Überfüllte Aschenbecher in jedem Zimmer, schimmlige Matratzen und ein kaputtes WC. Die Fenster in der Küche waren so dreckig, dass man nicht mehr nach draussen sehen konnte – aber die Krawatten von Balts L. (†67) hingen fein sortiert in seinem Kleiderschrank.
Es sind zwei Gesichter, die die Zeugen beim Prozessauftakt vor dem Bezirksgericht Pfäffikon ZH vom ehemaligen NZZ-Redaktor zeichnen. Am 31. März 2015 tötete der heute 21-Jährige Stephan L.* seinen Vater nach einem Streit mit einem Kopfschuss (BLICK berichtete). Seit gestern sitzt der Velomech-Lehrling wegen Mordes auf der Anklagebank.
«Er nannte mich Unfall und Missgeburt»
Die Tat war skrupellos und heimtückisch, schreibt der Staatsanwalt in seiner Anklageschrift. Er fordert 14 Jahre Knast. Es war die pure Verzweiflung, sagen Kollegen und Verteidiger. Anwalt Valentin Landmann plädiert auf vorsätzliche Tötung und maximal zehn Jahre Haft.
Als die Mutter zwei Tage nach seinem 13. Geburtstag an ihrer Alkoholsucht stirbt, zieht Balts L. zu seinem Sohn. Eine Vater-Sohn-Beziehung sei trotzdem nie entstanden. Stattdessen habe er ihn über Jahre gedemütigt, sagt der Angeklagte: «Er wollte nie Kinder und das hat er mich spüren lassen. Er hat mich immer wieder Unfall und Missgeburt genannt.»
Statt nach der Schule nach Hause zu gehen, sucht Stephan L. bei Kollegen Zuflucht. «Er hat sogar Weihnachten und Neujahr bei uns verbracht. Er ist wie ein Sohn für mich», sagt Zeugin Karin K. (51). Einmal habe sie versucht, Balts L. auf die psychischen Probleme von Stephan anzusprechen: «Er hat mich hochkant rausgeschmissen.»
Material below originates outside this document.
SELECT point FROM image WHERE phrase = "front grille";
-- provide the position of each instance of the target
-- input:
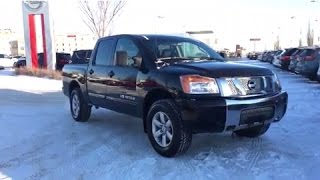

«Es tut mir unendlich leid»
Arbeitskollegen beschreiben das Opfer hingegen als guten Freund und stolzen Vater. «Er hat nicht viel von sich preisgegeben, war aber immer offen für andere», sagt Nadja Schildknecht (43), Chefin des Zurich Film Festivals. «Er war extrem loyal», bestätigt auch Unternehmer Sascha Wigdorovits (64). Bei ihm Zuhause waren beide aber nie.
Stephan L. atmet schwer, als er über seine Kindheit, die Streitigkeiten der Eltern und den frühen Tod der Mutter spricht. «Ich hatte mein Leben lang Selbstmordgedanken», sagt er. Wenige Tage vor der Tat hatte er sogar einen Abschiedsbrief geschrieben. Doch statt sich das Leben zu nehmen, erschoss er seinen Vater. «Es tut mir unendlich leid. Das war der dunkelste Tag meines Lebens.»
Am Dienstag wird der Prozess mit den Plädoyers von Staatsanwalt und Verteidiger fortgesetzt. Das Urteil folgt Freitag.